Hosted by the Kenan Institute for Ethics, Deresiewicz—an essayist and literary critic—discussed the problems that plague elite colleges around the nation during a talk Tuesday. To Deresiewicz, college campuses are so ideologically polarized that they “subsume the totality of their members’ lives—like prisons, monasteries, mental hospitals or the military.”
“Students seldom disagree with one another anymore in class,” he said. “When they take up an issue in class, it’s not ‘let’s talk about issue X,’ but ‘let’s talk about why this position is the correct one to have on issue X.’”
He recounted the stories of various students, such as one at a women’s college in Southern California, who quickly learned “to keep quiet about her Christian faith and her non-feminist views about marriage,” and another, who was careful in framing his beliefs lest he be “branded as a racist [for] challenging the reigning dogma” of progressive opinion.
Such homogeneity of ideas is a recent trend, Deresiewicz said, citing his own experience as a student at Columbia University in the 1980s.

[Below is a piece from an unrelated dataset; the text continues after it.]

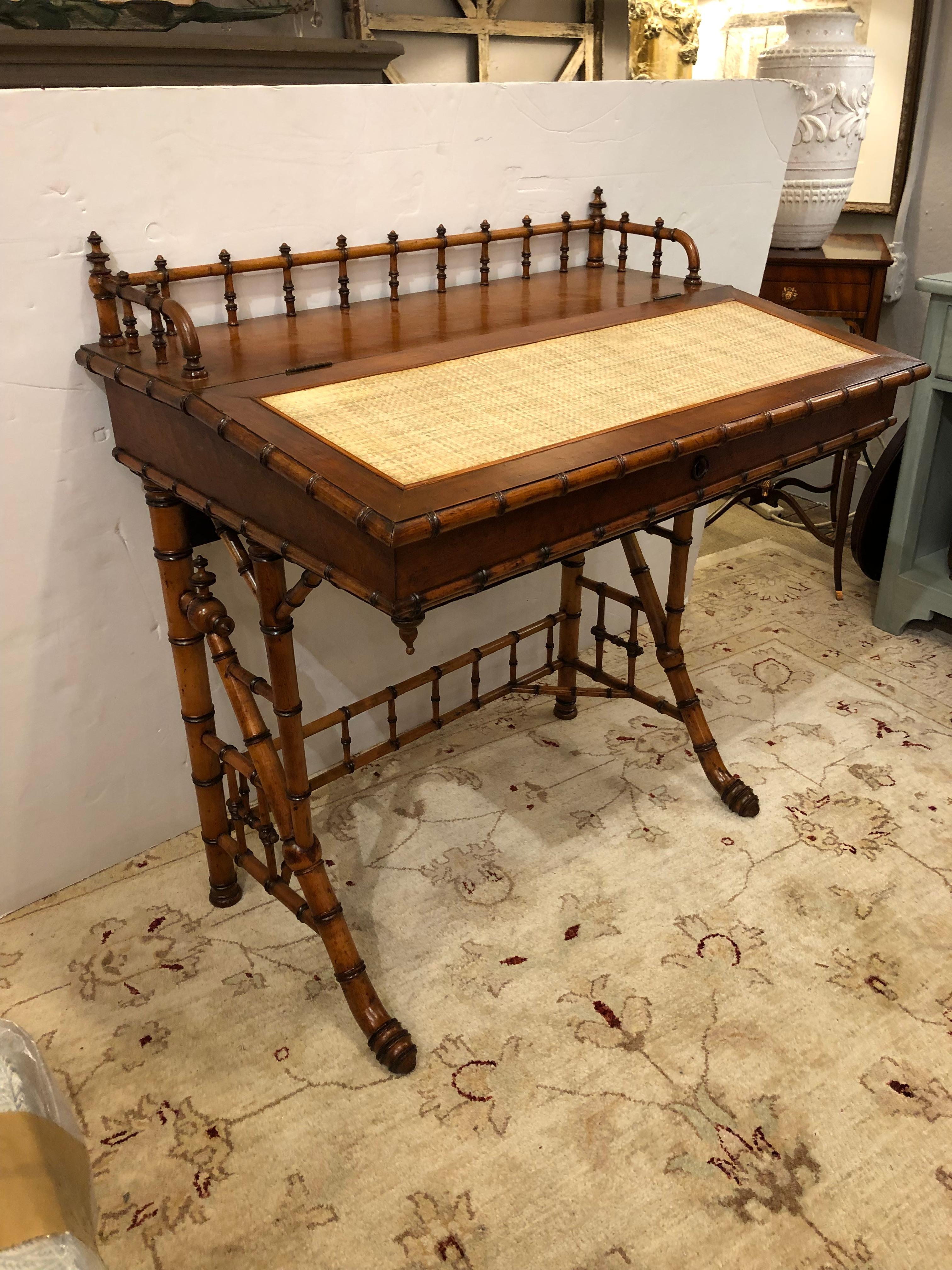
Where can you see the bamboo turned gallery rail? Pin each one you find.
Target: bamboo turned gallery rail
(171, 319)
(601, 407)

“A wide range of disagreement prevailed…Trotskyites argued with social democrats, trade-union liberals with anarcho-syndicalists, reformists with revolutionaries,” he said. “There were Maoists running around, and Spartacists, and all kinds of exotic animals in the Marxist menagerie.”
The main difference between then and now, he said, is the purpose of a liberal arts college.
He said the objective of college is to question your goals and values and assumptions and to realize how to be wrong—or how “to teach you to think.” Whereas, the aim of a liberal arts education is to pursue knowledge not for some vocational, utilitarian goal—like money or a career or “building a better world”—but for its own sake.
Deresiewicz said this kind of liberal arts education is what is missing today among elite college students, the “whiz kids” in Silicon Valley and many Asian countries.
He pointed out how other countries are beginning to adopt traditional American liberal arts education, but that the United States should not lose sight of its original education mission.
“You know what this tells me?” Deresiewicz said. “Yale in Singapore, Duke in China—the rest of the world has figured out that what makes the American economy dynamic is the liberal arts. But we’re shedding the liberal arts as fast as we can, because we want to be more like China and Singapore.”